Anton Pavloviç Çehov’un ilginç bir dünyada büyüdüğü bir gerçek. Tıp okudu, kendisi de hastaydı. Rusya ikliminin denizle birleştiği yerlerde verem insanoğlunun başlıca düşmanıdır. Tek istisna Kırım sahilleriydi. Çehov mustarip olduğu veremden yakasını en çok orada kurtarabiliyordu.
Kısa ömründe hikayeleri ve tiyatro eserleriyle edebiyat alanının Mozart’ı sayılacak kadar verimli oldu dense yeridir. Çehov uluslar, kültürler ve zamanlar arasıdır. Çağının hiçbir dramaturgu, ne Henrik İbsen ne August Strindberg ve Bernard Shaw, onun kadar etkili olamaz. Herkes Çehov’da bir sosyal tahlilci, 1905 devriminin arifesinde etkileyici bir yazar arar. Oysa zamanının atmosferi dışında Çehov insanoğlunun derinliğini yakalamayı bilir.
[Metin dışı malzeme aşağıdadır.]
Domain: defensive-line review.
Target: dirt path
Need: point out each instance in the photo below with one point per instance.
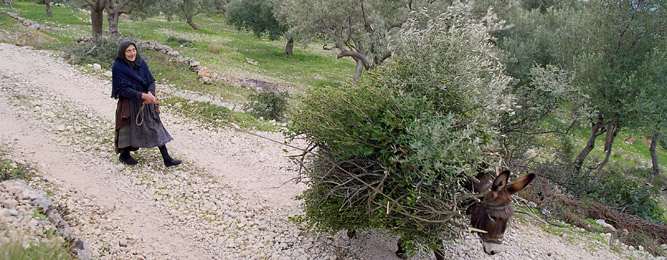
(230, 200)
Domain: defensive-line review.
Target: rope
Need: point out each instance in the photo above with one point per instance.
(141, 112)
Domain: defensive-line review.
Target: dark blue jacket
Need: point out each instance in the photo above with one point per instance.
(130, 83)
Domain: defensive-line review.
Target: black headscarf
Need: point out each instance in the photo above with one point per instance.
(121, 55)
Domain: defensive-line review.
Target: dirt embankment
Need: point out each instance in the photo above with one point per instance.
(231, 199)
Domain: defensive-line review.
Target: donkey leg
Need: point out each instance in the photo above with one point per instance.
(400, 253)
(438, 253)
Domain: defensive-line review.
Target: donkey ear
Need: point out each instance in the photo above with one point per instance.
(521, 183)
(500, 181)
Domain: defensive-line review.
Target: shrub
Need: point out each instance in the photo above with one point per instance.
(179, 41)
(395, 147)
(43, 250)
(267, 104)
(214, 48)
(102, 50)
(620, 190)
(10, 170)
Onun karakterleri her zaman bu dünyada vardır. Çizdiği tipler bile her gün etrafımızdadır. Günün hareketsizlik ortamında sıradan konuşmalar yapan insanların iç dünyalarını onun kadar kimse çizemez.
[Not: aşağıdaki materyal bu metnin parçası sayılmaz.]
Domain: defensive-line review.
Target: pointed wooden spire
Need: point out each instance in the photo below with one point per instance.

“Vanya Dayı” durgun bir çiftlik ortamında yaşanan çatışan karakterleri anlatır
Çehov’un seyircisi satır arasından felsefe okumayı bilen bir uyanık okuyucu gibidir. “Martı” St.Petersburg’daki ilk temsilinde anlaşılamadı. Büyük tiyatro adamı Stanislavski’nin eline geçince Moskova Sanat Tiyatrosu’nda yüzyılın tiyatro olayı yaşandı.
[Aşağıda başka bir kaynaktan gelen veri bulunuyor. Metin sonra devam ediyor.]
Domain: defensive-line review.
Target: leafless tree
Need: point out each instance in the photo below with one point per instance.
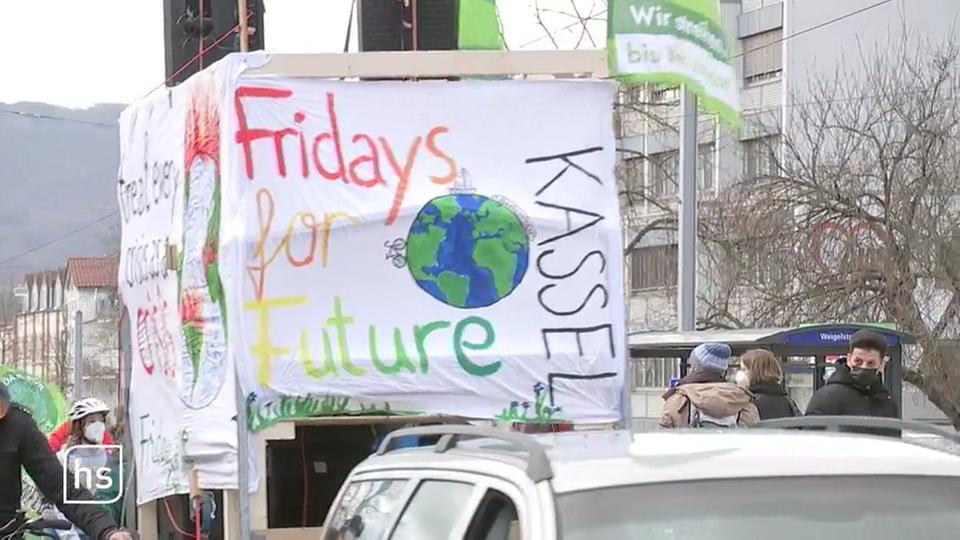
(858, 219)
Çehov tiyatro adamlarını rejisöründen tek repliği olan oyuncuya kadar ayrı bir dünyanın yani bir sanatlar bileşkesinin hizmetkarı yapan yazardır. Tiyatro oyunculuğu; Çehov gibi bir yazar, Stanislavski ve Nemiroviç -Dançenko gibi rejisörlerle gerçek ve muhteşem bir sanat haline geldi. Hâlâ daha Rus tiyatrosu böyle gidiyor. O dünya ile ilişkisi olan Tel Aviv’in, İngiltere’nin tiyatrolarında da bu sanat yaşıyor. Son 30 yıldır tiyatro dünyasının birçok yerde girdiği durgunluktan ancak bu ustalar izlenerek çıkılması mümkündür.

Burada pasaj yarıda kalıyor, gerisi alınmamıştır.